890. C’est le nombre de jours durant lesquels le Liban s’est retrouvé sans président entre la fin du mandat de Michel Sleiman le 25 mai 2014 et l’élection de Michel Aoun le 31 octobre 2016. Le délai sera-t-il plus court cette fois-ci ?

Jusqu’à peu, il y avait de quoi être « relativement » optimiste (nous sommes déjà à 127 jours). La voie semblait dessinée pour un compromis autour de l’élection de Joseph Aoun avant la fin du mandat de Riad Salamé en juillet prochain. Le commandant en chef de l’armée apparaissait comme le favori des Arabes et des Occidentaux, et le Hezbollah donnait le sentiment d’être ouvert à la négociation. Restait à déterminer les contours de ce compromis, qui implique la nomination du futur Premier ministre et celle du prochain gouverneur de la banque centrale, ainsi que les marges des manœuvres des uns et des autres pour répondre à la crise.
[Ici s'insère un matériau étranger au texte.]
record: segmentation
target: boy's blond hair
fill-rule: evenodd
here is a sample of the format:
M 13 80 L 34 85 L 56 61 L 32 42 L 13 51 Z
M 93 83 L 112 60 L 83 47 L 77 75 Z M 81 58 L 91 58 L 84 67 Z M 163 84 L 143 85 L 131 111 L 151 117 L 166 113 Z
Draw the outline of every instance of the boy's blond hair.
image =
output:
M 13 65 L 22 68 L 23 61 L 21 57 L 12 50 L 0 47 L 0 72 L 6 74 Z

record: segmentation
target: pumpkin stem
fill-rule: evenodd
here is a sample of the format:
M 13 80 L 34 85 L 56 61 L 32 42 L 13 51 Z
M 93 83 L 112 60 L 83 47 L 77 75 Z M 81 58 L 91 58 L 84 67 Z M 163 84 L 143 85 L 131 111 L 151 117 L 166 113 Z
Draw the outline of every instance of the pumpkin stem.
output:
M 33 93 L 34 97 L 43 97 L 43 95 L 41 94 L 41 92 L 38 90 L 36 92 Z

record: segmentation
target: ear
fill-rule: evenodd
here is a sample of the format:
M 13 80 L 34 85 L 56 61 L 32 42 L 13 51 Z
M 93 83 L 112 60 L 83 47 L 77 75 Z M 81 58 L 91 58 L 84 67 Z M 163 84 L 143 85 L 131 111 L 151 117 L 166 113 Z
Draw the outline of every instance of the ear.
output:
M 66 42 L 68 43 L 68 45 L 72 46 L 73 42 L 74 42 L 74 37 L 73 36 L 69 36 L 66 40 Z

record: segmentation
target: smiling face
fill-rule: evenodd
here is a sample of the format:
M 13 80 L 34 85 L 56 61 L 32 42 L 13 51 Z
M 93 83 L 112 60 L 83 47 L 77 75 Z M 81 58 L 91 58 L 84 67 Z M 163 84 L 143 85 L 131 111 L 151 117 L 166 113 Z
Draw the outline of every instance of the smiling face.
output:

Mais la perspective d’un déblocage dans les prochaines semaines s’éloigne de plus en plus. Essentiellement pour une raison : le Hezbollah et l’Arabie saoudite ont clairement fait comprendre qu’ils n’étaient pas sur la même longueur d’onde.

Le Hezbollah veut Sleiman Frangié. Il le veut plus qu’il ne l’avait laissé entendre pour le moment et a fait passer le message via Nabih Berry. Pour le parti de Hassan Nasrallah, le chef des Marada est l’option la plus sécurisante. Non seulement il ne le trahira jamais, mais il a en plus l’avantage de pouvoir s’entendre, contrairement à Michel Aoun, avec une bonne partie du spectre politique et de connaître ses limites. S’il met les bouchées doubles, le Hezbollah pourrait (peut-être) parvenir à convaincre 65 députés de voter pour son candidat. Il faudrait pour cela embarquer Walid Joumblatt, les ex-haririens et quelques aounistes qui se démarquent de Gebran Bassil.

S’il pose l’équation « Frangié ou le chaos », et joue sur la lassitude et la peur de la population et des puissances extérieures, il pourrait (peut-être) même à terme obtenir le quorum de 86 députés nécessaire à l’élection de son protégé. Mais tout porte à croire qu’il n’optera pas pour cette option. Pourquoi ?

Parce qu’elle est beaucoup trop coûteuse. La situation n’est plus la même qu’en 2014. Le parti jaune a conscience que le vide le met en première ligne. Il a besoin, notamment pour répondre aux demandes de sa base, d’un minimum de stabilité et d’un afflux de billets verts. Or, le seul acteur à pouvoir garantir cela, c’est l’Arabie saoudite. Et cette dernière ne veut pas de Sleiman Frangié. Ses relations avec le leader de Zghorta ne sont pas mauvaises. Mais Riyad estime que le Hezbollah est le cœur du problème libanais et – à moins d’une évolution importante sur le plan régional – ne donnera pas son aval à l’arrivée à Baabda d’un allié de premier plan du parti chiite. Et cela même si c’est la condition sine qua non à la nomination d’un Premier ministre de son choix. Le royaume ne se réinvestira au Liban que s’il est convaincu de la couleur politique et du sérieux de ses interlocuteurs. En attendant, il préfère le « chaos » à Frangié.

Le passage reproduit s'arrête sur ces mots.